At the same time, this approach de-emphasizes the idea that there is a body of data “out there” ready for consumption, analysis, and interpretation. Instead, it encourages the students to see the body of useful evidence and data as the product of their research questions and priorities. The “raw material” of history is not something that is “mined” for knowledge, but something that’s built up as evidence FOR arguments about the past. 
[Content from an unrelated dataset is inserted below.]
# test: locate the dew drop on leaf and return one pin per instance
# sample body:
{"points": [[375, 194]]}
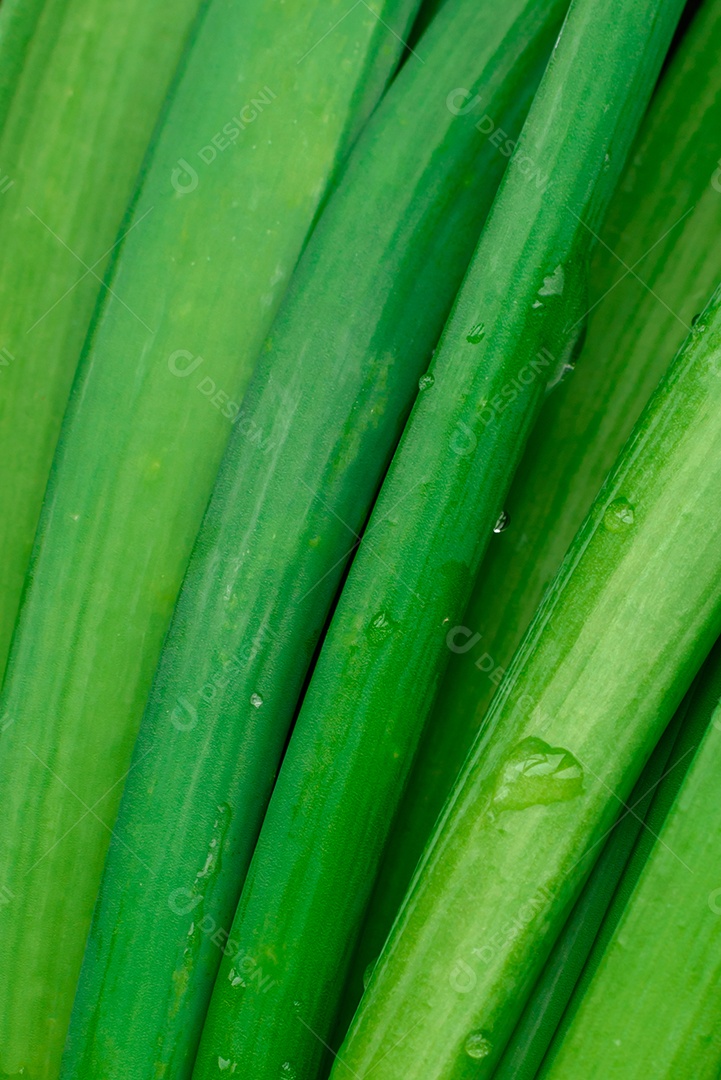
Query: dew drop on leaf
{"points": [[502, 523], [534, 773], [619, 515], [478, 1045], [380, 628]]}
In an era where relational data is literally being treated and traded as a commodity, it is hardly surprising that we envision knowledge making as a kind of extractive industry (and, here, I’m thinking of a paper that I recall my colleague Sheila Liming giving a few years back on the metaphor of “data mining” and “text mining”) rather than, say, performative or generative. It seems to me that encouraging students to be critical and conscientious prosumers of historical knowledge offers a little space to push back on both the economic and intellectual (or at very least metaphorical or rhetorical) underpinnings of our digital world.